Goal 16 - Peace and Justice

Ending Conflict and the Refugee Crisis Starts With Education: Aurora Prize Winner

Marguerite Barankitse proves that the best methods for solving humanitarian crises are often found through addressing root causes.

Marguerite Barankitse is an award-winning humanitarian. She is also a refugee.

Known as the “Angel of Burundi”, Barankitse has helped to nurture more than 30,000 children that passed through the doors of her orphanage between 1990 and 1994 during Burundi’s bloody civil war between Hutu and Tutsi tribesmen. For these heroic feats, Barankitse was awarded the first-ever Aurora Prize for Awakening Humanity in April of 2015.
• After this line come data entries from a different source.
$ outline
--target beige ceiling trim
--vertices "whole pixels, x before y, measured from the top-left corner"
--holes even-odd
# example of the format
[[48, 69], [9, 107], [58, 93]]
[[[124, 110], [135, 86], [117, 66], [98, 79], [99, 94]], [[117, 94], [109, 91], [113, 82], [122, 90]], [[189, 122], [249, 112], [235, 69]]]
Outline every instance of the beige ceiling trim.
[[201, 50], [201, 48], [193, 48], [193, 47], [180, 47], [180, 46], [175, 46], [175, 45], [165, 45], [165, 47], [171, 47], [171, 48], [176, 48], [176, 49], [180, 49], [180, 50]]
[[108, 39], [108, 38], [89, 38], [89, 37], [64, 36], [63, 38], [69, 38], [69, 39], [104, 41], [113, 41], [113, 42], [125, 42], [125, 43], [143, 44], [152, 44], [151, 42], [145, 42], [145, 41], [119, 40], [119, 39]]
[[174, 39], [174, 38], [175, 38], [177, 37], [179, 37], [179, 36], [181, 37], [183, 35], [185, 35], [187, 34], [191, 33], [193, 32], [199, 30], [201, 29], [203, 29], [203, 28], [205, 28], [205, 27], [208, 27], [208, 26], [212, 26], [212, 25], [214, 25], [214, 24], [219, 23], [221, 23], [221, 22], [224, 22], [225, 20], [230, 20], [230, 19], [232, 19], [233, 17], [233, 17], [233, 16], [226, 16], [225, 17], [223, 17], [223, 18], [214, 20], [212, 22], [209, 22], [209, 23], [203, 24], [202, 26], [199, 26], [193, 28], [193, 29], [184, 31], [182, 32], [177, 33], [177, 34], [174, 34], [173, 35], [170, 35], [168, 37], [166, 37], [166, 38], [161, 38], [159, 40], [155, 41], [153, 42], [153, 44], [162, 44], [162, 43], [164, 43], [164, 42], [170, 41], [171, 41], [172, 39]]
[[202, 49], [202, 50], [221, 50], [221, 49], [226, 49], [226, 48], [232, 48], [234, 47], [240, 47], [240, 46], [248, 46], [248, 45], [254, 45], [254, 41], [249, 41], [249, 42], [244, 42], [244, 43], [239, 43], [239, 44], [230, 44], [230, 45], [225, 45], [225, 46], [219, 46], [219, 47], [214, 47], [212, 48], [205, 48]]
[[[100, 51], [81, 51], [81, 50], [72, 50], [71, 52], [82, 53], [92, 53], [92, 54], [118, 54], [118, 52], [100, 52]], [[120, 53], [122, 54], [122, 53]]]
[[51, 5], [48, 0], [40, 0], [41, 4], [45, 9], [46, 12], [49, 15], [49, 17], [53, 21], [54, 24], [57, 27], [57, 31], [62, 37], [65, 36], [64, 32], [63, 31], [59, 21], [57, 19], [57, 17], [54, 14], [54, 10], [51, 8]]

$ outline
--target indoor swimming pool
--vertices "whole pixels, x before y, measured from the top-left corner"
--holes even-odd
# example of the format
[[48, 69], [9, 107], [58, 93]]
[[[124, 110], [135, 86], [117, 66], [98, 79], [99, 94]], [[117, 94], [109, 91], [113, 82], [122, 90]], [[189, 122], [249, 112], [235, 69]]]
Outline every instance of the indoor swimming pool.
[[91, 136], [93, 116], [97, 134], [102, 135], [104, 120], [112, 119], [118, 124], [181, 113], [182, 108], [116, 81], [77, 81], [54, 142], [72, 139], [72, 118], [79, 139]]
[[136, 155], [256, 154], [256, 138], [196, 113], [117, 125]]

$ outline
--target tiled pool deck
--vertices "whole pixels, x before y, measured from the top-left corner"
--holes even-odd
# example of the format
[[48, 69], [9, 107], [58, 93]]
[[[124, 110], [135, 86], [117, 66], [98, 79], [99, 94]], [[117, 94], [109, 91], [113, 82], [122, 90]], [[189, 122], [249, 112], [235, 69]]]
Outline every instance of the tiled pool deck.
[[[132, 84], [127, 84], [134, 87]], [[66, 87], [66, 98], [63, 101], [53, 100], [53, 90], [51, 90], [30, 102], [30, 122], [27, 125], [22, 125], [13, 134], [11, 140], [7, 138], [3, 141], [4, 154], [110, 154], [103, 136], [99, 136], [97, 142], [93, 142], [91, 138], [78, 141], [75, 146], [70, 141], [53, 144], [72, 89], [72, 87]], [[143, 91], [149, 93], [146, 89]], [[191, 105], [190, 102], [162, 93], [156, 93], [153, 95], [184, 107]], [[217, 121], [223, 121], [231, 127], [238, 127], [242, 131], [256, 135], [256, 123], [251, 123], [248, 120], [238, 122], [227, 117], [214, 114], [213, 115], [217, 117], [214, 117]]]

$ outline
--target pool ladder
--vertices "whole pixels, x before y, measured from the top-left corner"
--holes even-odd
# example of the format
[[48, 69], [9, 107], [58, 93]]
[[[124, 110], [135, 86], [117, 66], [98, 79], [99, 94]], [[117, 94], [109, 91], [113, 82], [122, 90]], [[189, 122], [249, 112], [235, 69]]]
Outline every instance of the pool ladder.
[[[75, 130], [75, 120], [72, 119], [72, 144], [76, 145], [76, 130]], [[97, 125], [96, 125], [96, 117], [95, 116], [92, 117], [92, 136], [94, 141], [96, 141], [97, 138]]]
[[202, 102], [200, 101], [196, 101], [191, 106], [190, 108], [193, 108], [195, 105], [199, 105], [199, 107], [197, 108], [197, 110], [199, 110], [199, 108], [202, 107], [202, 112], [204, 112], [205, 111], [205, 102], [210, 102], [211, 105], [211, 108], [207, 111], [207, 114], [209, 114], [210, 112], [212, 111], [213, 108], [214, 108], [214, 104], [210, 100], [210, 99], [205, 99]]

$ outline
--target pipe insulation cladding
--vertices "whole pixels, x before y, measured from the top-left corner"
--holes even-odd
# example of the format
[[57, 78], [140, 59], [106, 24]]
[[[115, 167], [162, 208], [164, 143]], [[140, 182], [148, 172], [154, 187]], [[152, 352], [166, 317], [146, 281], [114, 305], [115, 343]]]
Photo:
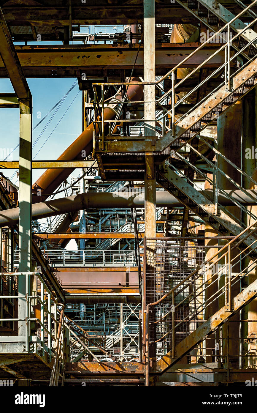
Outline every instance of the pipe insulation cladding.
[[[212, 195], [212, 190], [199, 191], [209, 199]], [[257, 202], [257, 190], [247, 190], [251, 197], [248, 196], [240, 190], [227, 190], [222, 191], [229, 195], [235, 200], [243, 205], [256, 205]], [[256, 202], [252, 200], [253, 197]], [[218, 200], [222, 205], [229, 206], [234, 204], [224, 194], [218, 191]], [[183, 204], [166, 191], [157, 191], [156, 204], [158, 206], [168, 206], [170, 209], [183, 206]], [[34, 204], [32, 206], [32, 217], [33, 219], [54, 216], [68, 212], [80, 211], [82, 209], [144, 208], [144, 192], [138, 195], [132, 196], [131, 192], [86, 192], [66, 198], [59, 198], [44, 202]], [[19, 222], [19, 207], [0, 211], [0, 227], [12, 226]]]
More than two decades later, Burundi has once again been subsumed by conflict. Barankitse is a refugee living in a camp on the Rwandan boarder where her work continues, now with the million dollar support from the Aurora Prize. Global Daily sat down with Barankitse to learn about the center she’s built for Burundian refugees – the Oasis of Peace – and how  supporting education, psychological care for war-torn children, and dancing can promote peacebuilding and restore the lives of 500,000 refugees who want to go home.

The interview that follows has been lightly edited for clarity. The Aurora Prize one million dollar prize is awarded on behalf of the survivors of the Armenian Genocide and supported by humanitarians including actor George Clooney and the late Elie Wiesel. 

Global Daily: What does the Oasis of Peace center bring to your fellow refugees?

They can come restore the memories of those who are suffering. We hope that one day we can return to our country with hope. We want to love, we want to be able to break this cycle of violence. To show them that we have a little light in the darkness. To have a center where children can sing, dance, and play; we really want to restore their lives. 

Global Daily: In the face of so much destruction, what keeps you going every single day?

I want to create hope. I will never have hatred in my heart; nobody can stop love. 

Global Daily: Has the Aurora Prize brought you more hope? What has it meant to your life?

When I received the Prize, it was a light; a response from God. When my community found out that we won the prize they danced. This was for all of the Burundi refugees, including those who were in Tanzania and Uganda. It’s a light of consolation because the world, the Armenian people, they are sharing our suffering. This is a symbol for mankind that we are one human family. Now I know that I can continue.

Nobody can stop love

Global Daily: What is key for peacebuilding and addressing the escalating refugee crisis?

If we want to make peace one day, we must first focus our activities on young people between 20-25 years old; they are more vulnerable. They can be recruited to take up weapons, to become prostitutes. What’s really important is to send these young people back to university. If we want peace for the future, we must focus on education. These young people are the future who will light up Burundi when we return home.